Dragondeer just released their debut LP, “If You Got The Blues,” in March. They worked with producer Mark Howard, who has worked with the legendary likes of Willie Nelson, Neil Young, Bob Dylan, and Robert Plant, among others. Totally immersed in a home-recording studio in Topanga Canyon, CA, they cut the record in just over two weeks. While much of “If You Got the Blues” was written before Topanga, the setting inspired them to go even beyond what was scribed.
“We had played almost all the tunes live—in some cases for a year or two,” Sidwell clarifies, “but in the studio, almost all the tunes got massively reworked.”

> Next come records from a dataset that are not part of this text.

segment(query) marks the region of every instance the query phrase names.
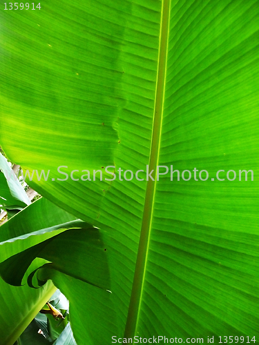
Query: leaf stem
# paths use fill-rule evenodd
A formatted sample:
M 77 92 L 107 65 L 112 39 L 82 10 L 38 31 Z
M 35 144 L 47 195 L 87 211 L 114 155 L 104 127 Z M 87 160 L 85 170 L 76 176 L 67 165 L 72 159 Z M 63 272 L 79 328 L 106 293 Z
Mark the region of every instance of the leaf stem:
M 154 170 L 155 181 L 148 179 L 146 185 L 145 203 L 143 212 L 143 221 L 141 228 L 133 284 L 131 290 L 131 301 L 128 307 L 127 321 L 125 326 L 125 337 L 134 337 L 136 332 L 146 274 L 155 193 L 157 166 L 158 165 L 161 126 L 163 117 L 169 16 L 170 0 L 163 0 L 161 12 L 156 96 L 154 107 L 152 142 L 149 160 L 149 172 L 153 170 Z

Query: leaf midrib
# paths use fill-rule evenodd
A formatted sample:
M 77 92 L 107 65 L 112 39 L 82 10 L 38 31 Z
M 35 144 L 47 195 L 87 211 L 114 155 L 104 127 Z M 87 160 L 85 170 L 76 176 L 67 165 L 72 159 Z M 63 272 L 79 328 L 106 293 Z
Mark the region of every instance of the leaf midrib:
M 157 63 L 157 83 L 153 113 L 152 141 L 149 159 L 149 172 L 155 181 L 148 179 L 146 184 L 145 203 L 144 206 L 142 224 L 140 233 L 139 248 L 131 290 L 131 296 L 125 326 L 125 337 L 134 337 L 138 322 L 143 286 L 146 273 L 146 261 L 151 230 L 154 198 L 156 186 L 157 166 L 160 152 L 161 126 L 163 117 L 163 106 L 167 59 L 167 46 L 169 28 L 171 0 L 162 0 L 160 46 Z

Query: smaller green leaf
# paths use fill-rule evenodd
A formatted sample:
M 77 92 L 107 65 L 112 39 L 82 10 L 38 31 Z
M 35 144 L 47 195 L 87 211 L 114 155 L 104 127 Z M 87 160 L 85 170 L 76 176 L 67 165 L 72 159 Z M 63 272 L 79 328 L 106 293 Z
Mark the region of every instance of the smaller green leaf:
M 53 345 L 77 345 L 69 322 Z
M 8 209 L 22 209 L 30 204 L 29 198 L 6 159 L 0 153 L 0 204 Z
M 50 345 L 50 342 L 42 335 L 38 333 L 39 326 L 35 319 L 32 320 L 24 332 L 21 334 L 15 345 Z
M 56 270 L 96 286 L 108 289 L 106 253 L 99 230 L 89 228 L 89 224 L 80 221 L 70 223 L 81 224 L 81 226 L 85 228 L 68 230 L 7 259 L 0 264 L 0 275 L 3 279 L 10 285 L 21 286 L 22 279 L 32 261 L 36 257 L 41 257 L 52 263 L 47 265 L 48 269 L 44 268 L 47 275 L 41 280 L 51 278 L 48 275 L 51 273 L 51 270 Z M 63 226 L 61 227 L 64 228 Z M 24 237 L 8 241 L 22 240 Z M 64 248 L 67 250 L 66 253 Z

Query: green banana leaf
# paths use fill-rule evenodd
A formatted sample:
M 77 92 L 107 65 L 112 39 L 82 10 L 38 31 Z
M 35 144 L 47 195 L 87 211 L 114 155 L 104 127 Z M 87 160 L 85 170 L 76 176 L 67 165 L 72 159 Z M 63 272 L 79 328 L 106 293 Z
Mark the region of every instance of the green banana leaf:
M 93 315 L 71 306 L 78 344 L 111 344 L 100 323 L 117 337 L 258 337 L 258 0 L 1 11 L 1 145 L 23 170 L 50 170 L 30 185 L 104 233 L 116 317 L 104 297 Z M 209 178 L 146 182 L 147 165 Z M 108 166 L 116 179 L 93 181 Z M 53 277 L 72 305 L 79 291 L 95 304 L 75 280 Z

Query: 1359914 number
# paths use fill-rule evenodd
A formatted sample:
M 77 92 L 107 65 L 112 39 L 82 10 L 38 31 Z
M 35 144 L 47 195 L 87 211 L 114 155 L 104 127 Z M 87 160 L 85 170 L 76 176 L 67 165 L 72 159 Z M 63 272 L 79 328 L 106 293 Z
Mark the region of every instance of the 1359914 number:
M 37 6 L 35 6 L 34 2 L 29 3 L 27 2 L 26 3 L 19 3 L 19 2 L 9 2 L 9 3 L 4 3 L 5 8 L 4 10 L 36 10 L 37 8 L 40 10 L 41 9 L 41 3 L 39 3 Z

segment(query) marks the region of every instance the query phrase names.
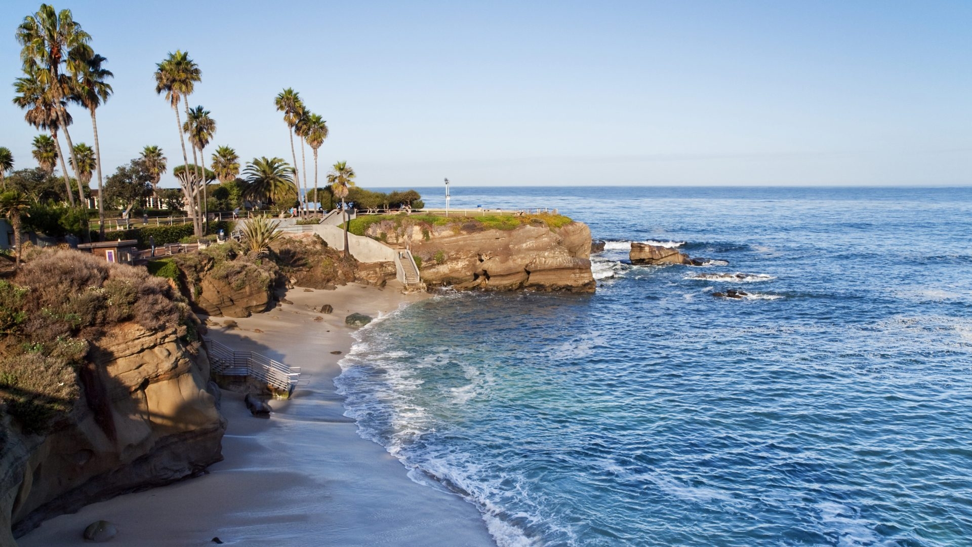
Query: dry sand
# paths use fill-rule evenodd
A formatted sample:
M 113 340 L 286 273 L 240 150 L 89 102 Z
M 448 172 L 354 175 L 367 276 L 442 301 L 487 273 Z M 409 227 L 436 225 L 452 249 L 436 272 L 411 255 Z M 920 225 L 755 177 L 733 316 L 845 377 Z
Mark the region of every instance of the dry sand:
M 352 284 L 295 288 L 287 298 L 294 304 L 210 336 L 301 367 L 291 400 L 270 401 L 271 418 L 260 419 L 241 395 L 224 391 L 226 459 L 208 474 L 87 505 L 45 522 L 19 545 L 87 545 L 81 532 L 101 519 L 118 525 L 114 545 L 215 545 L 217 536 L 226 545 L 495 545 L 471 504 L 412 482 L 384 448 L 359 437 L 334 392 L 337 361 L 355 342 L 344 317 L 377 317 L 424 295 Z M 306 308 L 323 304 L 333 313 Z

Sidwell made a complete demo of “When I See You,” with a bass, drum groove and arrangement. He passed it over to Halborg, for the lyrics and melody to jive effortlessly.
“It was one of the last tunes that made it on the record,” he tells, “and maybe the one song we had never even attempted live before we recorded it. It was definitely a tune that just ‘happened’ and fell into shape quickly. Sometimes those songs that come real easy are your favorite ones.”

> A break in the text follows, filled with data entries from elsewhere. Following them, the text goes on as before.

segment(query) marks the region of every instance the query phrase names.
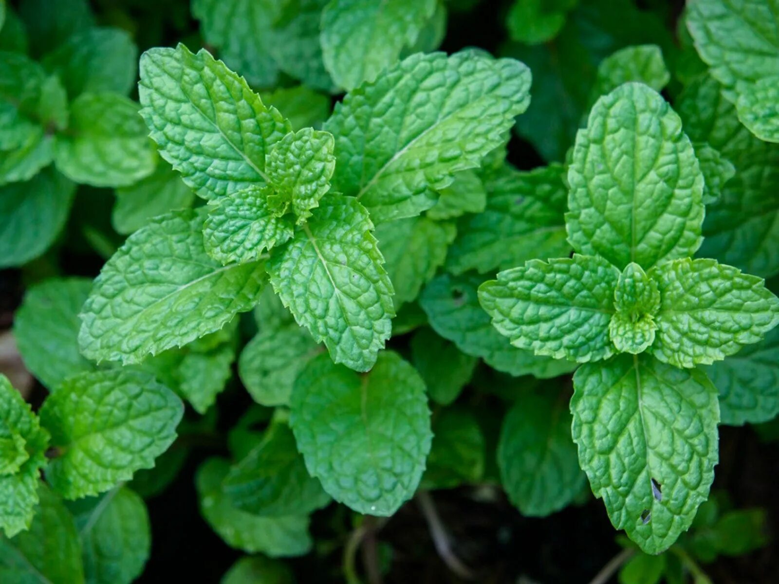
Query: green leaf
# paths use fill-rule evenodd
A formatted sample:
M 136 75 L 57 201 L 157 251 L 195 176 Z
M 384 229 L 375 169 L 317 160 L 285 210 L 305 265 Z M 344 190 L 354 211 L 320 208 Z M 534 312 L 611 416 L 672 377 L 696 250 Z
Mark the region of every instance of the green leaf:
M 266 155 L 291 128 L 242 78 L 206 51 L 193 55 L 183 44 L 146 51 L 140 76 L 150 135 L 198 195 L 215 199 L 266 182 Z
M 581 254 L 645 269 L 700 246 L 703 178 L 682 121 L 659 93 L 626 83 L 576 135 L 566 215 Z
M 219 330 L 253 308 L 264 263 L 223 266 L 211 259 L 203 222 L 201 213 L 177 211 L 127 238 L 84 304 L 79 344 L 85 357 L 139 363 Z
M 597 66 L 593 101 L 622 83 L 637 81 L 660 91 L 671 80 L 663 61 L 663 51 L 656 44 L 626 47 L 609 55 Z
M 238 359 L 238 375 L 247 391 L 263 406 L 288 406 L 298 374 L 322 351 L 297 323 L 261 325 Z
M 779 4 L 777 5 L 779 6 Z M 779 54 L 779 47 L 777 51 Z M 777 59 L 779 64 L 779 58 Z M 761 79 L 738 96 L 738 119 L 761 140 L 779 142 L 779 76 Z
M 275 190 L 268 196 L 268 206 L 274 213 L 283 215 L 291 206 L 289 210 L 298 216 L 298 223 L 311 216 L 311 209 L 330 188 L 336 167 L 333 144 L 326 132 L 304 128 L 273 145 L 266 164 Z
M 492 325 L 515 347 L 579 363 L 612 354 L 608 322 L 619 272 L 598 256 L 533 259 L 479 287 Z
M 486 273 L 528 259 L 568 255 L 563 171 L 562 164 L 520 172 L 506 164 L 488 174 L 487 207 L 457 223 L 447 269 L 455 274 L 470 269 Z
M 70 106 L 70 125 L 55 142 L 57 170 L 96 187 L 123 187 L 154 171 L 153 144 L 138 104 L 116 93 L 82 93 Z
M 176 438 L 181 400 L 153 377 L 112 369 L 66 379 L 41 409 L 59 451 L 46 471 L 65 498 L 99 494 L 154 466 Z
M 30 287 L 14 316 L 13 336 L 24 365 L 49 391 L 94 370 L 79 351 L 79 311 L 92 287 L 86 278 L 51 278 Z
M 0 537 L 0 582 L 4 584 L 85 584 L 79 533 L 59 498 L 35 477 L 41 505 L 30 530 Z M 5 494 L 2 499 L 5 499 Z
M 257 262 L 294 234 L 290 217 L 269 205 L 271 187 L 246 187 L 210 206 L 203 235 L 208 255 L 225 266 Z
M 151 551 L 143 500 L 126 487 L 69 505 L 81 540 L 86 584 L 130 584 Z
M 134 185 L 116 189 L 116 204 L 111 216 L 114 229 L 129 235 L 159 215 L 189 209 L 195 193 L 171 167 L 159 160 L 151 174 Z
M 720 198 L 724 184 L 735 174 L 735 167 L 708 143 L 699 142 L 693 146 L 706 183 L 703 185 L 703 204 L 711 205 Z
M 271 424 L 259 445 L 231 469 L 223 488 L 234 507 L 263 517 L 308 515 L 330 501 L 308 476 L 285 421 Z
M 721 424 L 760 424 L 779 413 L 779 328 L 705 371 L 720 392 Z
M 291 570 L 264 556 L 240 558 L 222 577 L 221 584 L 294 584 Z
M 46 464 L 49 434 L 11 382 L 0 375 L 0 437 L 12 436 L 23 445 L 26 458 L 10 461 L 12 473 L 0 473 L 0 528 L 9 537 L 30 527 L 38 502 L 38 477 Z M 2 460 L 5 470 L 11 465 Z M 2 554 L 0 552 L 0 558 Z M 0 565 L 2 561 L 0 559 Z M 2 568 L 0 568 L 2 573 Z
M 430 399 L 448 406 L 471 381 L 478 362 L 427 327 L 411 337 L 411 361 L 428 389 Z
M 389 221 L 376 227 L 384 267 L 395 289 L 396 310 L 415 300 L 435 275 L 456 234 L 453 225 L 423 216 Z
M 581 492 L 585 476 L 571 439 L 564 392 L 523 389 L 503 419 L 498 441 L 500 480 L 511 502 L 529 517 L 565 508 Z
M 428 284 L 419 303 L 439 335 L 454 343 L 463 353 L 484 359 L 490 367 L 515 376 L 556 377 L 576 368 L 569 361 L 538 357 L 506 343 L 479 304 L 477 288 L 482 281 L 474 275 L 442 275 Z
M 506 141 L 530 84 L 530 70 L 513 59 L 472 51 L 409 57 L 347 95 L 325 124 L 336 137 L 335 187 L 377 223 L 418 215 L 455 173 Z
M 397 354 L 381 353 L 363 375 L 315 357 L 290 408 L 308 473 L 336 501 L 389 516 L 414 495 L 430 452 L 430 411 L 425 382 Z
M 467 410 L 442 410 L 432 431 L 420 488 L 453 489 L 478 483 L 484 476 L 486 444 L 474 414 Z
M 573 389 L 573 441 L 593 493 L 616 529 L 647 554 L 663 551 L 709 494 L 717 389 L 703 371 L 646 354 L 582 365 Z
M 652 353 L 676 367 L 710 364 L 760 341 L 779 323 L 779 298 L 755 276 L 714 259 L 655 267 L 660 290 Z
M 86 92 L 127 95 L 136 81 L 138 49 L 121 29 L 92 28 L 69 37 L 42 64 L 62 80 L 70 99 Z
M 259 517 L 233 507 L 222 489 L 229 470 L 226 460 L 210 458 L 200 465 L 195 478 L 200 512 L 219 537 L 231 547 L 249 554 L 286 558 L 308 553 L 308 518 Z
M 413 45 L 435 0 L 332 0 L 322 13 L 325 67 L 347 90 L 376 80 Z
M 53 168 L 0 187 L 0 268 L 23 266 L 48 249 L 65 226 L 76 185 Z
M 336 363 L 361 371 L 375 362 L 395 315 L 372 228 L 357 199 L 328 195 L 268 262 L 273 290 L 298 323 Z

While the title track and “Believe” were written by Cole Rudy, Dragondeer’s writing process remains shared and diverse. Songs like “Believe” are pretty close to the original arrangement on the album, while others, like Halborg’s “Darkest Rocks” were fleshed out with rhythmic and textural ideas from the band and Mark Howard in the studio.
“Mark really challenged us to be the best we could be,” Sidwell says. “We tore tunes apart and put them back together—‘trimming the fat,’ as he liked to say. He made us try different things, sometimes totally changing the rhythmic feel or the vibe of a tune, but in the end we all felt great about where we ended up.”

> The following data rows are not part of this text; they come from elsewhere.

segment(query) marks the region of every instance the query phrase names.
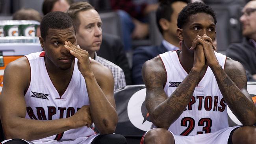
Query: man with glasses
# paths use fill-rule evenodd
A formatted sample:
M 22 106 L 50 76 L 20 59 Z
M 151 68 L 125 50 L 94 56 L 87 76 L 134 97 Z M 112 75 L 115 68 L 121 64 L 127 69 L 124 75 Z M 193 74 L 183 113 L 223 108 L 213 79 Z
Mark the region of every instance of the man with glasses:
M 249 81 L 256 81 L 256 0 L 249 2 L 243 9 L 240 21 L 245 37 L 240 43 L 232 44 L 226 56 L 241 63 L 246 70 Z

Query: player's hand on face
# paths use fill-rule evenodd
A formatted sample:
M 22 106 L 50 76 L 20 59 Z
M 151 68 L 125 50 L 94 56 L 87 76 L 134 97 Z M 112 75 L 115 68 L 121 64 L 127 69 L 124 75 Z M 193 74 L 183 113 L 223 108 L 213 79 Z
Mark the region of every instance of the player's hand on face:
M 194 64 L 193 67 L 201 70 L 205 66 L 205 57 L 202 44 L 199 44 L 194 49 Z
M 191 49 L 193 50 L 195 48 L 196 48 L 197 46 L 199 44 L 203 46 L 206 64 L 210 67 L 218 64 L 219 62 L 214 54 L 214 50 L 216 48 L 214 46 L 212 40 L 205 34 L 202 37 L 197 36 L 193 41 Z
M 70 41 L 65 41 L 64 46 L 70 51 L 72 55 L 78 59 L 78 69 L 83 76 L 91 72 L 88 52 L 80 48 L 78 45 L 75 46 Z
M 83 106 L 70 118 L 74 125 L 74 128 L 84 126 L 90 127 L 93 123 L 89 105 Z

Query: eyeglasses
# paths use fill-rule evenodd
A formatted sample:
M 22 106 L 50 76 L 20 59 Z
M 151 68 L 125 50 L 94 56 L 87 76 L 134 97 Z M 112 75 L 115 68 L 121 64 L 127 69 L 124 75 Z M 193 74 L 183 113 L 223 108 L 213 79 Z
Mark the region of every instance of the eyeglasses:
M 246 9 L 244 12 L 242 12 L 242 15 L 245 15 L 246 17 L 249 17 L 252 13 L 256 11 L 256 8 L 249 8 Z

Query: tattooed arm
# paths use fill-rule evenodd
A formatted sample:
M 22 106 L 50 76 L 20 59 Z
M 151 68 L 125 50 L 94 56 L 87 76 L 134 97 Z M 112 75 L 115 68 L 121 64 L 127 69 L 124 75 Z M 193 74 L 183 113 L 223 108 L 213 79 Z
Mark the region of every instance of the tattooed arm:
M 206 65 L 215 76 L 221 92 L 228 105 L 244 126 L 256 123 L 256 107 L 247 89 L 245 71 L 239 63 L 229 57 L 223 70 L 212 48 L 211 39 L 206 35 L 198 37 L 193 42 L 203 46 Z
M 204 61 L 204 57 L 203 59 Z M 204 63 L 202 63 L 204 65 Z M 160 58 L 156 57 L 143 65 L 142 75 L 147 88 L 146 106 L 155 126 L 168 129 L 180 116 L 189 102 L 199 78 L 204 73 L 202 72 L 205 71 L 198 68 L 193 67 L 168 97 L 163 88 L 167 74 Z
M 219 66 L 211 69 L 230 110 L 243 126 L 255 124 L 256 107 L 247 91 L 247 79 L 243 66 L 227 57 L 224 70 Z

They originally had another name in mind for the release, too, but as their musical journey together unfolded, “If You Got The Blues”—which speaks to love, friendship and sticking by someone’s side—resonated best with their experience working and growing with each other. Even now, the songs continue to evolve or pick up varied nuances on stage. Dragondeer’s platform lends itself to improvisation and added energy. “Broadway Avenue” is a good example—a fairly short blues tune that manages to become an “epic rip-fest” at a live show. It dates back to when Halborg and Rudy first started Dragondeer.
“It’s a fun anthem tribute to the band’s hometown of Denver,” Sidwell describes. “Broadway Avenue and, particularly, South Broadway are real streets in Denver with a lot of music venues. A lot of the band’s first gigs were around the South Broadway scene. It’s one of our oldest tunes (despite appearing on record for the first time a couple months ago) and feels like a song that has just stood the test of time. It’s like a snapshot of the band’s origins—and it grooves pretty nice, if you’re into that.”
Dragondeer is starting the process of a second album in the coming months. “We’re itching to get back into the studio,” Sidwell confirms.